As universities around the country transitioned to online instruction, faculty and staff members had to quickly change how they teach and work. The shift has been filled with challenges, but also new opportunities. The University Record recently featured stories about how four faculty made the quick transition to remote teaching:
- Ginger Shultz’s chemistry students would no longer have access to a laboratory. So, Shultz and three graduate student instructors used their cell phones to record four weeks of experiments in about four hours. Her students watch these videos, document their observations, and analyze companion data sets she emails to them.

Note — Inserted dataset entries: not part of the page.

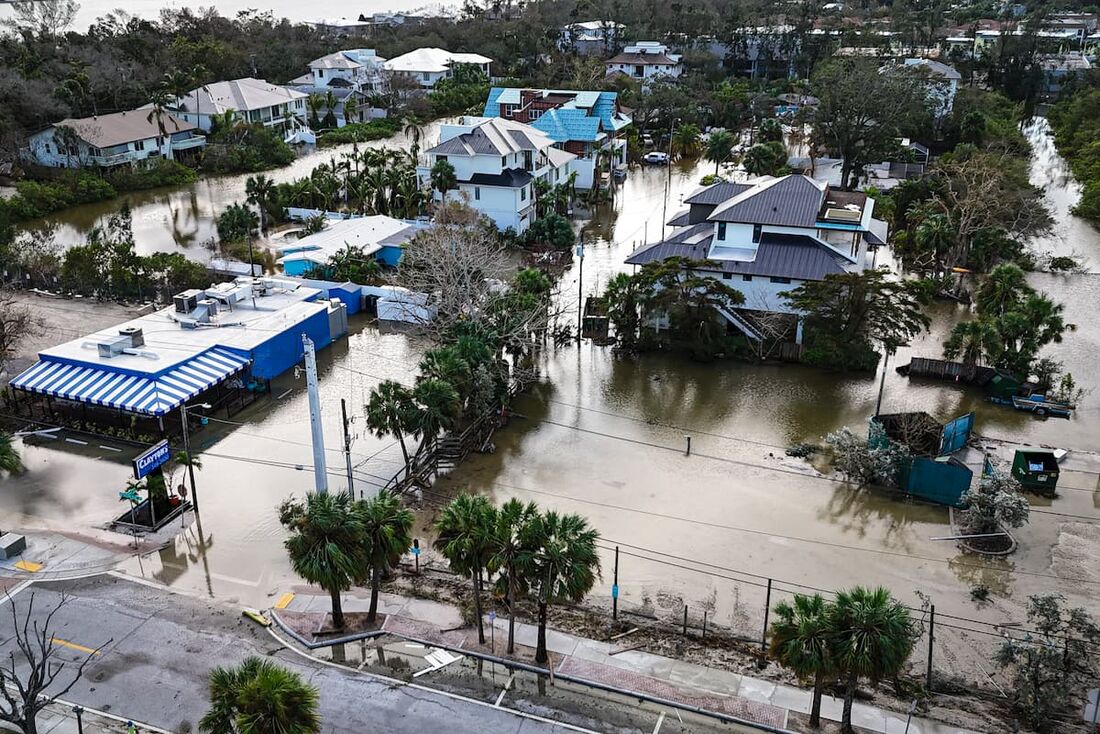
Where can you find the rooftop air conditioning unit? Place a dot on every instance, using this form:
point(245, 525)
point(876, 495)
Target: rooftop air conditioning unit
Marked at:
point(134, 333)
point(187, 300)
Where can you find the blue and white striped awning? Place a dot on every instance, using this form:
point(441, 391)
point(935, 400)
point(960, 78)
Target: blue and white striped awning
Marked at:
point(154, 396)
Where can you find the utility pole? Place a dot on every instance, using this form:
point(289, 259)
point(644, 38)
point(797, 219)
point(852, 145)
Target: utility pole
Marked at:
point(343, 414)
point(320, 470)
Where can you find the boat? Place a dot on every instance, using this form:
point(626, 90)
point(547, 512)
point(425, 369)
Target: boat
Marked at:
point(1041, 406)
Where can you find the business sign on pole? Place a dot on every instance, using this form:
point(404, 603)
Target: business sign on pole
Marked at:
point(155, 457)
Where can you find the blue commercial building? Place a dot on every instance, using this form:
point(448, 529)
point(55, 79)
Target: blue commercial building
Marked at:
point(221, 346)
point(581, 122)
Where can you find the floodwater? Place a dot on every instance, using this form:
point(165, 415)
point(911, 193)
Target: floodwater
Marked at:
point(184, 218)
point(605, 436)
point(296, 11)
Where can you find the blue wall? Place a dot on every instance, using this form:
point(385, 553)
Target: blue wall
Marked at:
point(283, 351)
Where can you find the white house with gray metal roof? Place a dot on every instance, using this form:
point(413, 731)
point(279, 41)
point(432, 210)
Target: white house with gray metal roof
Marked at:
point(770, 234)
point(113, 140)
point(496, 163)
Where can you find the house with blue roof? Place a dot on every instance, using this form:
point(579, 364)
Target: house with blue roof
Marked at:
point(589, 124)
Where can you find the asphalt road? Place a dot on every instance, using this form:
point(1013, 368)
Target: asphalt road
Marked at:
point(156, 649)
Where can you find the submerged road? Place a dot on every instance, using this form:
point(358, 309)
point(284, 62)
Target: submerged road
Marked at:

- For the 10 music students in Michael Hopkins’ string techniques course, group lessons didn’t work well over video due to issues with sound latency. So he scheduled individual private lessons instead. The students record videos of themselves playing and upload them to Google Drive. Live lessons occur through Facetime or Zoom.
- The Ford School‘s Spring Preview in April allows new students to tour the school and meet faculty, students, and alumni. This year, the school’s staff hustled over two weeks to convert the daylong event into 12 interactive webinars. They had never previously used Zoom for webinars and learned on-the-fly.
- Henry M. Cowles, assistant professor of history, used to hold his 125-student undergraduate class in the Biological Sciences Building. Today, his students watch lectures on Canvas, participate in small-group discussions over Zoom and Skype, and use Google docs to write assignments.